Alejandro García del Toro, deputy director for U.S. Affairs at Cuba’s Ministry of Foreign Affairs (Minrex), spoke publicly to Granma to address growing speculation in international press coverage surrounding the closed-door bilateral discussions. García del Toro acknowledged that the negotiations are a sensitive matter that Cuban authorities have intentionally handled with deliberate discretion, a longstanding approach for diplomatic engagement with the United States that has been consistent across years of rocky bilateral relations.
Contrary to unconfirmed claims circulating in some foreign outlets, García del Toro officially confirmed that the meeting between the two delegations occurred recently in Cuba. The U.S. delegation included ranking officials at the level of undersecretary of State, while Cuba’s side was represented by officials at the vice-minister level from the foreign ministry.
García del Toro explicitly refuted a narrative that had been circulated by some U.S. media outlets, which claimed that one side had imposed rigid timelines for progress or used coercive language during the talks. He clarified that the entire exchange between the two delegations was conducted on the basis of mutual respect and professional diplomatic protocol, rejecting any characterization of the discussions as confrontational or one-sided.

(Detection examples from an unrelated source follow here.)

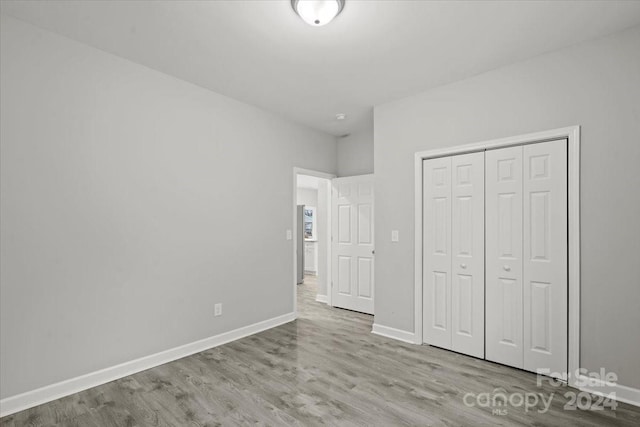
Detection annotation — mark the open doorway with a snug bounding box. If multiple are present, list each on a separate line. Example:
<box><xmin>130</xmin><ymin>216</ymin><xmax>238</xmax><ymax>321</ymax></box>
<box><xmin>293</xmin><ymin>168</ymin><xmax>335</xmax><ymax>312</ymax></box>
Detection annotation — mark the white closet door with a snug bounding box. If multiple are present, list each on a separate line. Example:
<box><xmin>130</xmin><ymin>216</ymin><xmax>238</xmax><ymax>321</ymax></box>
<box><xmin>485</xmin><ymin>146</ymin><xmax>523</xmax><ymax>368</ymax></box>
<box><xmin>422</xmin><ymin>157</ymin><xmax>452</xmax><ymax>349</ymax></box>
<box><xmin>451</xmin><ymin>152</ymin><xmax>484</xmax><ymax>357</ymax></box>
<box><xmin>523</xmin><ymin>140</ymin><xmax>568</xmax><ymax>373</ymax></box>
<box><xmin>331</xmin><ymin>175</ymin><xmax>374</xmax><ymax>314</ymax></box>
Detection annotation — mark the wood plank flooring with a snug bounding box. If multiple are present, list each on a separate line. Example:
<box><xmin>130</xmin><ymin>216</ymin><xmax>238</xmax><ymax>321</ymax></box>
<box><xmin>0</xmin><ymin>280</ymin><xmax>640</xmax><ymax>427</ymax></box>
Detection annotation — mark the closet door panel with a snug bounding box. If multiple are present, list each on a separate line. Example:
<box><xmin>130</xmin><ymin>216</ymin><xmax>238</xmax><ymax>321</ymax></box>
<box><xmin>485</xmin><ymin>146</ymin><xmax>523</xmax><ymax>368</ymax></box>
<box><xmin>422</xmin><ymin>157</ymin><xmax>452</xmax><ymax>349</ymax></box>
<box><xmin>523</xmin><ymin>140</ymin><xmax>568</xmax><ymax>373</ymax></box>
<box><xmin>451</xmin><ymin>152</ymin><xmax>484</xmax><ymax>357</ymax></box>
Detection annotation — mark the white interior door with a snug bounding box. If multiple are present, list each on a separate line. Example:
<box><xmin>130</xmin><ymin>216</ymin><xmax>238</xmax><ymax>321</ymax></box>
<box><xmin>523</xmin><ymin>140</ymin><xmax>568</xmax><ymax>373</ymax></box>
<box><xmin>331</xmin><ymin>175</ymin><xmax>374</xmax><ymax>314</ymax></box>
<box><xmin>451</xmin><ymin>152</ymin><xmax>484</xmax><ymax>357</ymax></box>
<box><xmin>485</xmin><ymin>146</ymin><xmax>523</xmax><ymax>368</ymax></box>
<box><xmin>486</xmin><ymin>140</ymin><xmax>568</xmax><ymax>376</ymax></box>
<box><xmin>422</xmin><ymin>157</ymin><xmax>452</xmax><ymax>349</ymax></box>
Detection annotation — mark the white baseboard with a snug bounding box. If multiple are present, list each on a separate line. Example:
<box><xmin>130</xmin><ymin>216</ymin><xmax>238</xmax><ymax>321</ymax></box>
<box><xmin>577</xmin><ymin>375</ymin><xmax>640</xmax><ymax>406</ymax></box>
<box><xmin>371</xmin><ymin>323</ymin><xmax>416</xmax><ymax>344</ymax></box>
<box><xmin>316</xmin><ymin>294</ymin><xmax>329</xmax><ymax>304</ymax></box>
<box><xmin>0</xmin><ymin>312</ymin><xmax>297</xmax><ymax>417</ymax></box>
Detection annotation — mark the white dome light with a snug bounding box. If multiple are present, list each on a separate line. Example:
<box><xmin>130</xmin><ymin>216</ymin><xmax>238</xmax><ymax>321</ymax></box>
<box><xmin>291</xmin><ymin>0</ymin><xmax>345</xmax><ymax>27</ymax></box>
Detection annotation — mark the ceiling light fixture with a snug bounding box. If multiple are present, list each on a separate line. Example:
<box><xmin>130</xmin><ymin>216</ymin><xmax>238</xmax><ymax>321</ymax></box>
<box><xmin>291</xmin><ymin>0</ymin><xmax>345</xmax><ymax>27</ymax></box>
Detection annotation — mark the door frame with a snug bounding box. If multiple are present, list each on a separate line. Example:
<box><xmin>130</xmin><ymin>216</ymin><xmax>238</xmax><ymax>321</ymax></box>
<box><xmin>414</xmin><ymin>126</ymin><xmax>580</xmax><ymax>387</ymax></box>
<box><xmin>291</xmin><ymin>167</ymin><xmax>336</xmax><ymax>317</ymax></box>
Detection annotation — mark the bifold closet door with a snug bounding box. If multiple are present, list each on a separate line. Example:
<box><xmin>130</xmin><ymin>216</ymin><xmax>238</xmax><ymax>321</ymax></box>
<box><xmin>523</xmin><ymin>140</ymin><xmax>568</xmax><ymax>373</ymax></box>
<box><xmin>422</xmin><ymin>157</ymin><xmax>451</xmax><ymax>349</ymax></box>
<box><xmin>485</xmin><ymin>146</ymin><xmax>524</xmax><ymax>368</ymax></box>
<box><xmin>485</xmin><ymin>140</ymin><xmax>568</xmax><ymax>373</ymax></box>
<box><xmin>423</xmin><ymin>152</ymin><xmax>484</xmax><ymax>357</ymax></box>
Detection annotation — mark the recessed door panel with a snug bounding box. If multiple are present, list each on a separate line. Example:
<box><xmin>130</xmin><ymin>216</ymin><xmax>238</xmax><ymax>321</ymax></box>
<box><xmin>338</xmin><ymin>255</ymin><xmax>351</xmax><ymax>295</ymax></box>
<box><xmin>358</xmin><ymin>203</ymin><xmax>373</xmax><ymax>245</ymax></box>
<box><xmin>358</xmin><ymin>257</ymin><xmax>373</xmax><ymax>298</ymax></box>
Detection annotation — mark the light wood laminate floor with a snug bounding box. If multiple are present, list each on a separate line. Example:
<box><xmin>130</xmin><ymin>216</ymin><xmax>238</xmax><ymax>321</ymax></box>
<box><xmin>0</xmin><ymin>280</ymin><xmax>640</xmax><ymax>427</ymax></box>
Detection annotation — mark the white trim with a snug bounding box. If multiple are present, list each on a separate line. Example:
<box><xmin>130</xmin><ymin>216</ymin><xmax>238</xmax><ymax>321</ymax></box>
<box><xmin>574</xmin><ymin>375</ymin><xmax>640</xmax><ymax>407</ymax></box>
<box><xmin>316</xmin><ymin>294</ymin><xmax>329</xmax><ymax>304</ymax></box>
<box><xmin>291</xmin><ymin>167</ymin><xmax>336</xmax><ymax>313</ymax></box>
<box><xmin>0</xmin><ymin>313</ymin><xmax>296</xmax><ymax>417</ymax></box>
<box><xmin>371</xmin><ymin>323</ymin><xmax>415</xmax><ymax>344</ymax></box>
<box><xmin>414</xmin><ymin>126</ymin><xmax>580</xmax><ymax>378</ymax></box>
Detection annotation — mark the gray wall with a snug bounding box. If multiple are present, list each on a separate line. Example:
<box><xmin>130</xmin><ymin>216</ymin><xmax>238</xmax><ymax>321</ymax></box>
<box><xmin>0</xmin><ymin>16</ymin><xmax>336</xmax><ymax>398</ymax></box>
<box><xmin>375</xmin><ymin>27</ymin><xmax>640</xmax><ymax>388</ymax></box>
<box><xmin>338</xmin><ymin>126</ymin><xmax>373</xmax><ymax>176</ymax></box>
<box><xmin>297</xmin><ymin>188</ymin><xmax>318</xmax><ymax>209</ymax></box>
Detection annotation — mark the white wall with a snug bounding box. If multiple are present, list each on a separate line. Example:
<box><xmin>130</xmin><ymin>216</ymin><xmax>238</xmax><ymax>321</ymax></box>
<box><xmin>0</xmin><ymin>16</ymin><xmax>336</xmax><ymax>398</ymax></box>
<box><xmin>338</xmin><ymin>126</ymin><xmax>373</xmax><ymax>176</ymax></box>
<box><xmin>375</xmin><ymin>27</ymin><xmax>640</xmax><ymax>388</ymax></box>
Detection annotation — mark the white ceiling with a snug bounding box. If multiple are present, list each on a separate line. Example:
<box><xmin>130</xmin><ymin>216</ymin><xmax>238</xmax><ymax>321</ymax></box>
<box><xmin>1</xmin><ymin>0</ymin><xmax>640</xmax><ymax>135</ymax></box>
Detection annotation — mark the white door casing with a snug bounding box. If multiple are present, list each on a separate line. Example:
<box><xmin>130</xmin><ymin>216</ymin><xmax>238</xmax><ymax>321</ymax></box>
<box><xmin>422</xmin><ymin>157</ymin><xmax>451</xmax><ymax>349</ymax></box>
<box><xmin>331</xmin><ymin>175</ymin><xmax>374</xmax><ymax>314</ymax></box>
<box><xmin>451</xmin><ymin>152</ymin><xmax>485</xmax><ymax>358</ymax></box>
<box><xmin>523</xmin><ymin>140</ymin><xmax>568</xmax><ymax>376</ymax></box>
<box><xmin>485</xmin><ymin>146</ymin><xmax>523</xmax><ymax>368</ymax></box>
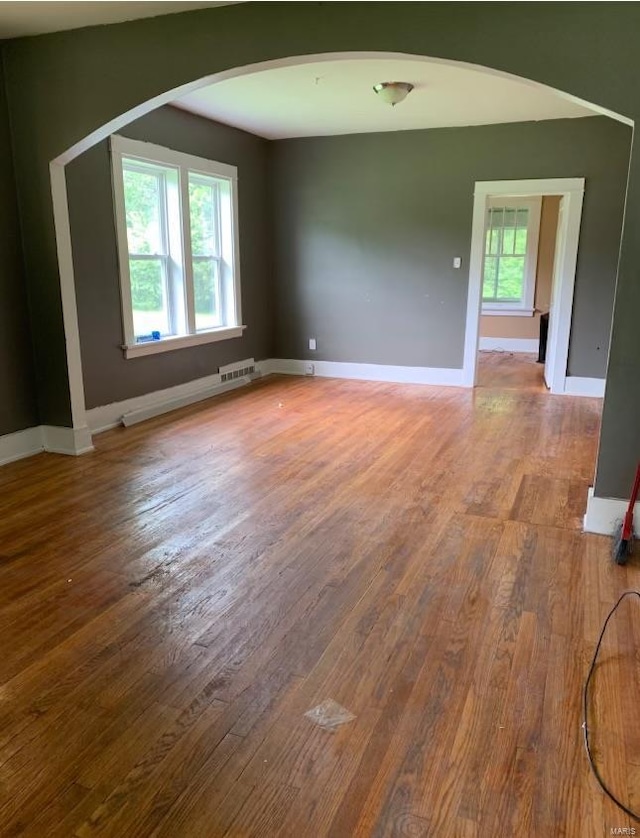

A core priority for the Cuban delegation during the talks, García del Toro emphasized, was pushing for the elimination of the U.S.-imposed energy blockade on Cuba. He described the long-running economic coercion measure as an unjustified punishment that inflicts widespread harm on the entire Cuban civilian population. Beyond its impact on Cuba, García del Toro framed the blockade as a form of global blackmail against sovereign nations, noting that all independent states hold the inherent right to export fuel to Cuba in line with established principles of free international trade.